Children are generally dropped from their parents' health insurance when they turn 18 or 19 or graduate from college. But 16 states now require insurers to cover dependent children on their parents' policies until the kids are in their mid-20s and sometimes up to age 30.
The new rules can help cover adult children who don't have health insurance through their jobs or don't have jobs. To qualify, grown kids must be unmarried and live in the same state as their parents. But they don't need to live with their parents or even be considered dependents for tax purposes.
This can be an attractive option for adult children who have health problems and could have trouble qualifying for affordable insurance on their own.

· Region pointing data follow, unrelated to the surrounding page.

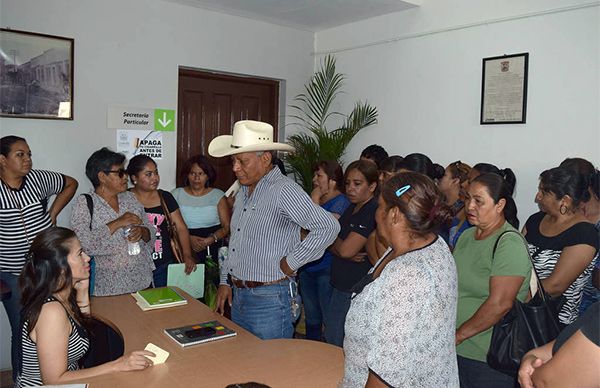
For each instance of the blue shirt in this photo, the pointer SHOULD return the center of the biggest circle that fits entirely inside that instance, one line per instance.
(265, 227)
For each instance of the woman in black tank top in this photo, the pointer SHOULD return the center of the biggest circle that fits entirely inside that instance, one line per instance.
(56, 304)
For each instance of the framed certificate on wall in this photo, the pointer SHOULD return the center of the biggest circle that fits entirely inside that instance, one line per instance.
(504, 89)
(36, 75)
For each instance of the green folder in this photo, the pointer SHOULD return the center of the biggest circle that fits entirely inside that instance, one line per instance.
(160, 296)
(193, 283)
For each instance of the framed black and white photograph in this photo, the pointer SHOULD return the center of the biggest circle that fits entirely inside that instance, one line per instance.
(504, 89)
(36, 75)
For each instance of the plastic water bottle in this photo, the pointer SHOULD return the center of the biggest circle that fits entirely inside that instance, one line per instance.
(133, 248)
(222, 255)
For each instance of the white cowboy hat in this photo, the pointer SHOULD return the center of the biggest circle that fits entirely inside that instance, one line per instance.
(248, 136)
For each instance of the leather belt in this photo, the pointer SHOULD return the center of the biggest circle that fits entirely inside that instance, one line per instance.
(238, 283)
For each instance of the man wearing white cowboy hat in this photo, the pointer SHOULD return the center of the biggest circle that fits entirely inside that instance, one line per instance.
(265, 248)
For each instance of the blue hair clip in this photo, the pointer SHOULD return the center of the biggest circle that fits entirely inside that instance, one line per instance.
(402, 190)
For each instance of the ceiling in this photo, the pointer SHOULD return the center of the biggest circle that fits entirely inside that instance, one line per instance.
(311, 15)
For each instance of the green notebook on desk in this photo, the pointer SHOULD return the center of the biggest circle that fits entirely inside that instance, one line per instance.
(193, 283)
(155, 298)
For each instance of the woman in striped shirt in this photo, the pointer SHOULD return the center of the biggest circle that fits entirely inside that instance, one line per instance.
(56, 304)
(24, 212)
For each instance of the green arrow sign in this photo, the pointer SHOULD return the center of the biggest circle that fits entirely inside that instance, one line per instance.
(164, 119)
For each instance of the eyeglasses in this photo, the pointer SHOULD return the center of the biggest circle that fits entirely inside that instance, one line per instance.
(120, 171)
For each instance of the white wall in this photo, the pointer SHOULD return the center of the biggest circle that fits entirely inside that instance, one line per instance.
(127, 53)
(428, 88)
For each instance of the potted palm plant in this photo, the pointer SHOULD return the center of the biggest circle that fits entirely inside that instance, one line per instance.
(313, 110)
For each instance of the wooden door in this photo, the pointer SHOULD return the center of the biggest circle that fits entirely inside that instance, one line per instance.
(209, 104)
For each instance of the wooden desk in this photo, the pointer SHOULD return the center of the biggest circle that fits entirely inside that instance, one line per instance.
(244, 358)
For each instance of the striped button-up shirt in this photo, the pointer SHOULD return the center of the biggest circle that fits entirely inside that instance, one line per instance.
(265, 227)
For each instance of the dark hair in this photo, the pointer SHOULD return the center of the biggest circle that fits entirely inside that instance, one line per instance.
(334, 171)
(459, 170)
(367, 169)
(276, 161)
(375, 153)
(498, 188)
(506, 173)
(561, 181)
(137, 164)
(204, 164)
(392, 164)
(102, 161)
(585, 168)
(422, 204)
(47, 272)
(438, 171)
(422, 164)
(595, 184)
(6, 143)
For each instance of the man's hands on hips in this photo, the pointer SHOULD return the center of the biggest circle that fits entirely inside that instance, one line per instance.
(285, 268)
(223, 294)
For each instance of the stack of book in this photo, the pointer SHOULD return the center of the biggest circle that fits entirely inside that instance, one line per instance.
(199, 333)
(158, 298)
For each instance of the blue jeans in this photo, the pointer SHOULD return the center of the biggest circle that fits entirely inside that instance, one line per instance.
(12, 306)
(477, 374)
(335, 318)
(264, 311)
(316, 293)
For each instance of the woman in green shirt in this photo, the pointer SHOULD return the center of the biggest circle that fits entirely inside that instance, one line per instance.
(488, 281)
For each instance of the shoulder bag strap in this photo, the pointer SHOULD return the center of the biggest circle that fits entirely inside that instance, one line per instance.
(90, 202)
(165, 210)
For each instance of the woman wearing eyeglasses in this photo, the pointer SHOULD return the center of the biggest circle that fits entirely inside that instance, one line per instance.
(108, 222)
(400, 327)
(454, 186)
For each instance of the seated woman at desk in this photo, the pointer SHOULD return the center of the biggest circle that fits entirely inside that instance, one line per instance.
(56, 305)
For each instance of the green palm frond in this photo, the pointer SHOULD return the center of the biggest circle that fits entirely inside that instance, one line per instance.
(313, 110)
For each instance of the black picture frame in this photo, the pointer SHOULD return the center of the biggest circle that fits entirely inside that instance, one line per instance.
(504, 89)
(36, 75)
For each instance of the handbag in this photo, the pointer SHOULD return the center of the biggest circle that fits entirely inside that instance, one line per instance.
(176, 246)
(526, 326)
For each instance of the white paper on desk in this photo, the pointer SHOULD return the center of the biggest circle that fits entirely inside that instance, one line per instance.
(161, 355)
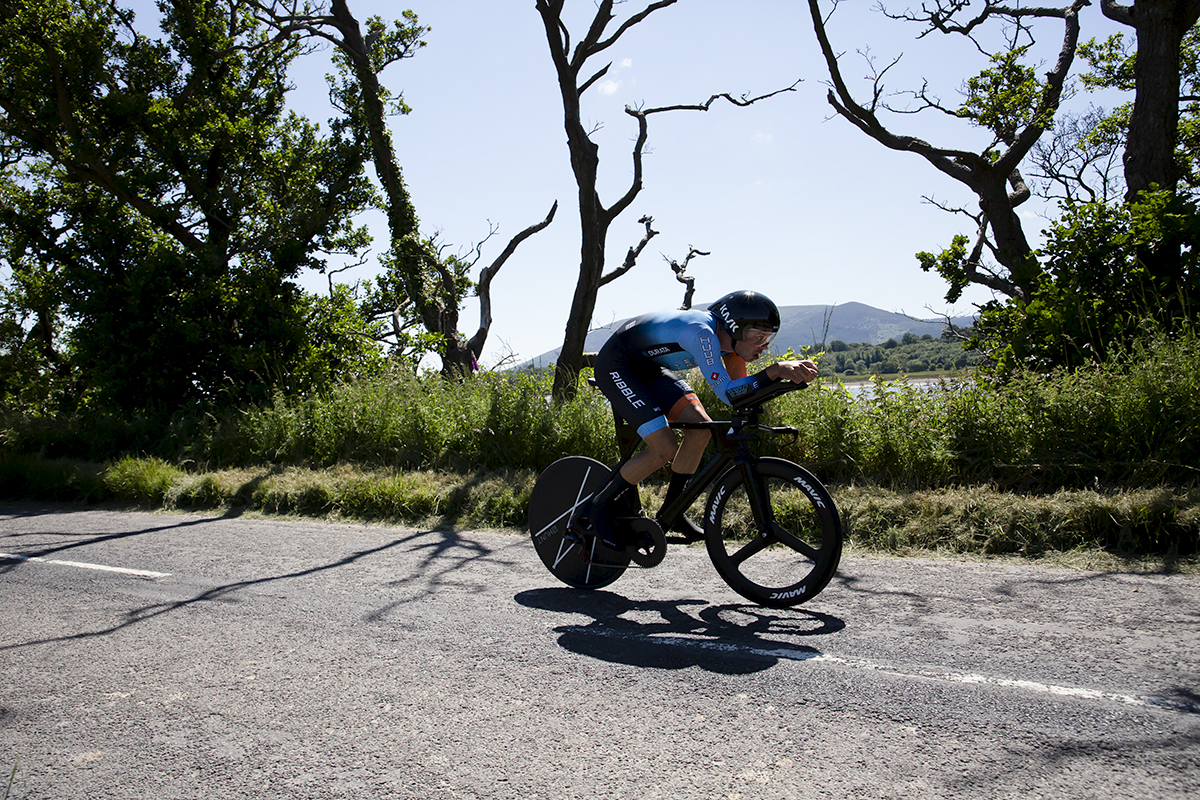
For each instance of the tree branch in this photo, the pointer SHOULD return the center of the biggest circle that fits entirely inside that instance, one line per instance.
(484, 287)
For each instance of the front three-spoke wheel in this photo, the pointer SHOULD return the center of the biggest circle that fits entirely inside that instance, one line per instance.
(775, 539)
(562, 492)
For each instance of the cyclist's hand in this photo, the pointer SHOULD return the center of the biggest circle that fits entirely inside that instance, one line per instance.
(798, 372)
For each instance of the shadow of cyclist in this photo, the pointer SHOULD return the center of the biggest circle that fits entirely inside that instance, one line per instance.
(663, 635)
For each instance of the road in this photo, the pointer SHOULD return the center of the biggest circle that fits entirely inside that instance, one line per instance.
(245, 657)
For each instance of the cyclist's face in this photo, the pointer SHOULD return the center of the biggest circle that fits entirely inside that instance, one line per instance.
(754, 343)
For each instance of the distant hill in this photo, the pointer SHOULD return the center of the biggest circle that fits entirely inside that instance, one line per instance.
(808, 325)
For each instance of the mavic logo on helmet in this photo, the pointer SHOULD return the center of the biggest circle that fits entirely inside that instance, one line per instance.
(729, 318)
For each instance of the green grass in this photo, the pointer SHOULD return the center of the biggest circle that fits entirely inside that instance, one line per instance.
(1121, 529)
(1101, 458)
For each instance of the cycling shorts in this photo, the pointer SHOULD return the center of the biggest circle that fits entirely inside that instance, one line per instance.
(646, 395)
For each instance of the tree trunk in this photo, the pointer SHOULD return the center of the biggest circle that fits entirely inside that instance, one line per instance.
(1153, 124)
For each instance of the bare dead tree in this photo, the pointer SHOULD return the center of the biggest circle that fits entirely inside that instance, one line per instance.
(594, 217)
(484, 286)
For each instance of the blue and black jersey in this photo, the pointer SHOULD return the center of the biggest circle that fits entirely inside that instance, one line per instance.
(636, 366)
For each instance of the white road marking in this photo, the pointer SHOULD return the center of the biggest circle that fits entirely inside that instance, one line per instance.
(81, 565)
(803, 654)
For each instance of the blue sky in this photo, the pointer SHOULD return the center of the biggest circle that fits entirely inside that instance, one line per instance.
(787, 198)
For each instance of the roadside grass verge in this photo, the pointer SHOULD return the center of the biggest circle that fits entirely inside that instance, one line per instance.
(1138, 529)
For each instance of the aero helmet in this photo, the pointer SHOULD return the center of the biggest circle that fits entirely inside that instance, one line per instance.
(741, 311)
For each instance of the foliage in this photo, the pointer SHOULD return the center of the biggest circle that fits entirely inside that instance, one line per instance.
(1103, 455)
(1098, 293)
(159, 205)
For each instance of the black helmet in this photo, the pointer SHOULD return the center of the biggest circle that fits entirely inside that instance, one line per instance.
(741, 311)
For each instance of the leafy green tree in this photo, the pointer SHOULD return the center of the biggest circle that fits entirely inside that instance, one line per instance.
(165, 199)
(1099, 292)
(419, 286)
(1105, 268)
(574, 79)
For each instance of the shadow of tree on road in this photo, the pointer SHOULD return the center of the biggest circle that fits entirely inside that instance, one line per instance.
(663, 635)
(437, 548)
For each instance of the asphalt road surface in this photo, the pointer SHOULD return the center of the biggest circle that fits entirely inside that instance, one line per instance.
(187, 656)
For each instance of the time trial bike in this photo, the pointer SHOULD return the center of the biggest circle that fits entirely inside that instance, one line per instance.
(771, 528)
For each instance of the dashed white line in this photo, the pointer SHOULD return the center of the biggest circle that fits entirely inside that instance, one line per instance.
(802, 654)
(81, 565)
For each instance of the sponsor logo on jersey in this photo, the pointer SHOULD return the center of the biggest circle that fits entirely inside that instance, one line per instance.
(706, 347)
(630, 395)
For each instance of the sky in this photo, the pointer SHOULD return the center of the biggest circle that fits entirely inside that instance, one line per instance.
(786, 197)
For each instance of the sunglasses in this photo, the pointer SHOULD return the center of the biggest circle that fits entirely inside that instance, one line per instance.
(759, 337)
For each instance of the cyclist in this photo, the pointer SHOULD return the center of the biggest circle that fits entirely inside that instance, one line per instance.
(635, 370)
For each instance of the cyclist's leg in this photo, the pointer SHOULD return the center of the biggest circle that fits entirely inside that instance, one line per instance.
(639, 391)
(687, 461)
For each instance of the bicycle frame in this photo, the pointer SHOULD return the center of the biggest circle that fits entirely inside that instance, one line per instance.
(732, 447)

But other young adults might be better off declining the deal.
In many states, healthy people in their 20s can purchase insurance on their own for less than $100 per month (go to www.ehealthinsurance.com or find an insurance agent through www.nahu.org). That could be less than the cost of keeping a child on your family policy. And your rate may even drop if, by removing your child, you can switch from family coverage to rates for a single person or a couple.
If, however, you already have other children on your policy, your best bet may be to include an older kid, as long as your insurer doesn't base premiums on the number of children covered.For a list of each state's age requirements for dependent coverage, see the National Conference of State Legislatures' Web site, www.ncsl.org. Note that these laws don't apply to employers who self-insure.